In this simulation we are going to look at a single-transistor amplifier in frequency domain to verify how it amplifies a sine waves. Compared to the trans variant the only difference is how we specify the transistor pinout and how the simulation setup is configured.

The schematics

Largely the same as trans variant.


Click the image to get the sch-rnd sheet; also requires this project.lht in the same directory

Preparing for simulation

Q1

This example demonstrates using spice/portmap to set the pinout: the stock spice/pinnum attributes has been manually removed from Q1 terminals and a portmap attribute, array type, added to the Q1 symbol. The portmap is:

{C->spice/pinnum=1}
{B->spice/pinnum=2}
{E->spice/pinnum=3}

Since the attribute is called spice/portmap, it does not interfere with the normal portmap attribute (installed by devmap in our example) and it affects the spice workflow only.

The simulation setup process is largely the same as in the base example of dc op point. The simulation setup in this example is called "ac characteristics".

Modifications

This circuit needs two voltage sources, which are both added as modifications. The first one is a DC 5V source connected to net Vcc (and GND). The second acts as the small signal AC source for the AC analysis, this it has a an AC value (of 0.1 V); it is connected to net in (and GND).

Sim setup: output config

(Same as in example 06_passive_ac )

This simulation has two output configs, one for displaying the transfer (in decibel) and one for the phase (in radian). The reason for specify them in two separate output is the largely different y scale and unit.

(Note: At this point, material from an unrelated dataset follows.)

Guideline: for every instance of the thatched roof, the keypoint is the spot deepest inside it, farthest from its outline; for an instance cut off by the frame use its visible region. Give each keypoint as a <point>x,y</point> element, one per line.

The first output uses ac (dec) for analysis. This will feed in 10 different frequencies per decade and caputre the output. This also means the X axis, frequency, is logarithmic (common for frequency domain analysis).

The property to plot is vdb(out), which is the "voltage decibel" of the network called out. Instead of the net name a component-port could be specified within vdb().

The second output uses anlaysis previous, which means no new simulation is ran, but the data of the previous simulation is used. The presentation is also a plot of "out", but using the cph() function, which is the phase in radian.